The other night, while I was walking my dogs down the concrete streets of my neighborhood, I remember hearing the insistent hoot of an owl. It was inescapable, echoing through the dark over and over again, breaking through the dense hum of insects. Even after returning to my house, shutting the door, and sitting on my bed, the soft glow of a salt lamp at my window, the call came. “Who? Who?” When I woke the next morning, the shout reverberated through my head. “Who? Who?”
I’ve been in the woods for so long that I think some part of me has forgotten that there is more outside than just this. More than the red kissed maples. More than the same stories I’ve read and reread. More than the one tiny grocery store in town. More than the antique store lined streets. More than the heady question of the owl. I’m not ungrateful, in fact, I think I revere this place so much sometimes that I have no room for anything else.
Let me say that I’ve been considering the art science of metamorphosis. Not just visual change, but spiritual and artistic change. How can I not only change how I look, but also I connect and create? I’ve rifled through the classics: Vivienne Westwood, Jean Paul Gaultier, Iris Van Herpen, Rei Kawakubo, etc etc etc. The designers in which I always see more than just mere clothing and instead, whispers of transcendence and becoming, sacred geometry and demolition. I’m not really sure what I’m looking for, maybe it’s just a banal past-time, but it feels important. Who? Who am I looking for?
As I mentioned in my previous blog, I’ve been working to uncover a new relationality between my and the clothing I wear. I think I’ve hit a little bit of a deadend. I don’t think the problem is what I’m wearing per se, but part of me wonders if it’s time to evolve. With all this thinking and preoccupation with self growth, there’s a spiritual disconnect with who I am and how I am presenting myself. The change wouldn’t be radical, it would just be distinct.

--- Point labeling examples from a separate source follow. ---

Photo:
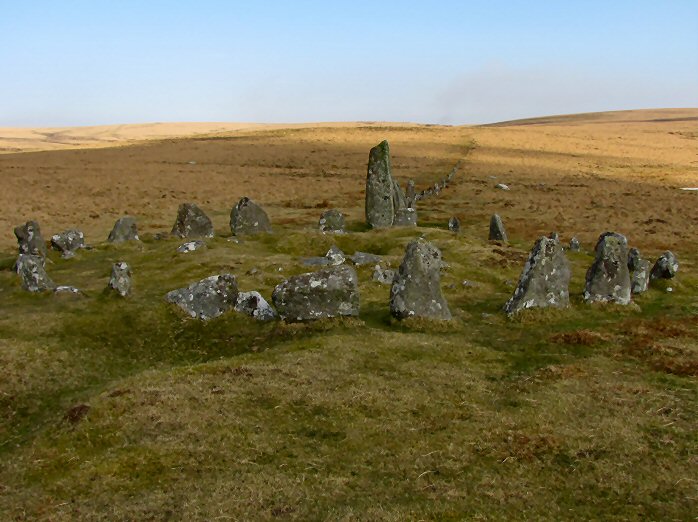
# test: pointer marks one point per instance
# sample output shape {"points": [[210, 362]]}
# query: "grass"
{"points": [[584, 413]]}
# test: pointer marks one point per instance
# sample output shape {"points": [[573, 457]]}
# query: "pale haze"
{"points": [[98, 62]]}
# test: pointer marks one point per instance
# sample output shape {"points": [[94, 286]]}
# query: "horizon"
{"points": [[94, 64]]}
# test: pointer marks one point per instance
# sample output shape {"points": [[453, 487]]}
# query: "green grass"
{"points": [[584, 413]]}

Perhaps moving away from my signature blazers? Incorporating brighter colors into my wardrobe? Wearing more black… is that even possible?
Westwood’s imperative, “Buy less, choose well & do it yourself!” seems resonant. Part of this disconnect, I know, is coming from the fact that there’s a fundamental paradigm shift occurring within me. I really truly have no desire to buy things anymore. I want to make them. And, if not make them, then at least alter, or more carefully choose. Given that I don’t have any experience with sewing, stitching, etc, this is a source of frustration. Developing these skills, of course, is on the forefront of my mind, but they, like all things, will come in time. There is no overnight solution to this issue, nor is there an easy fix. That, I think, is both a complication and the resolution.

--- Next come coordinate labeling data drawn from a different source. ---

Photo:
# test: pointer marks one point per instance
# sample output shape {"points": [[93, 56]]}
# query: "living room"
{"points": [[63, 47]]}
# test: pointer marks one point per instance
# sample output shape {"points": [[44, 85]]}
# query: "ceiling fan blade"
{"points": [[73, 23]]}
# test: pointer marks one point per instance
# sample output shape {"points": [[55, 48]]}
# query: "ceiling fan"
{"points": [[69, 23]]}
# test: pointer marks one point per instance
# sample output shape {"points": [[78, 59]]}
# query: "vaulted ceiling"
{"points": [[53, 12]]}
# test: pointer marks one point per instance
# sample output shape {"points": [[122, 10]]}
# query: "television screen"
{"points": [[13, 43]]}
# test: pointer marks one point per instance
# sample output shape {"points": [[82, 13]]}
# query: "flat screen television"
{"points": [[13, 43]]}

It’s strange to say, but I don’t think what I want to wear yet exists. The Punk movement, which emerged as responsive and declarative fashion out of a particular socioeconomic context, created their own clothing to shape the world as they saw it. Iris Van Herpen’s gowns look otherworldly and alien. Rei Kawakubo’s work simply looks impossible. I’m looking to wear and create something that is generative of my invisible self. The only way I can find what I want to wear is if I do it myself.

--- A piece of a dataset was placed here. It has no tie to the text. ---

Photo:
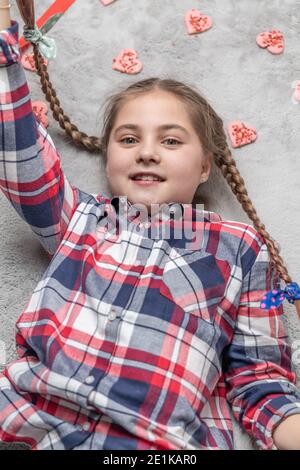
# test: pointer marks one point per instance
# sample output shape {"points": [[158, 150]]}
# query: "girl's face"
{"points": [[143, 145]]}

Where to start, then? Where to start? I can pick up sewing, of course. I can start dabbling with alteration on my older clothes. I can radically replace everything in my closet over time, donating that which no longer serves me. Or, I can do none of these things. I can choose to do nothing. There’s an aesthetic shift, a reconceptualization happening in me now. I can’t decide if I want to coax it out or let it happen on its own time.
While I’m writing this, I’m staring out my window to the treeline. The branches spread out in such a way that when the wind rushes through, the leaves look like a glittering red sea. The sun has just come up against the hedges, and casts everything in a rich auburn light. Everything is red and green and blue. I think what I’m looking for is starkness. Clarity. A fashion that says what it needs to, and nothing more. Not a return to the basics, but a return to a sort of primal reaction, a flash of lightning. A natural fashion, in all of its organic symmetry and chaos. Something new. Something impossible. Something I do myself.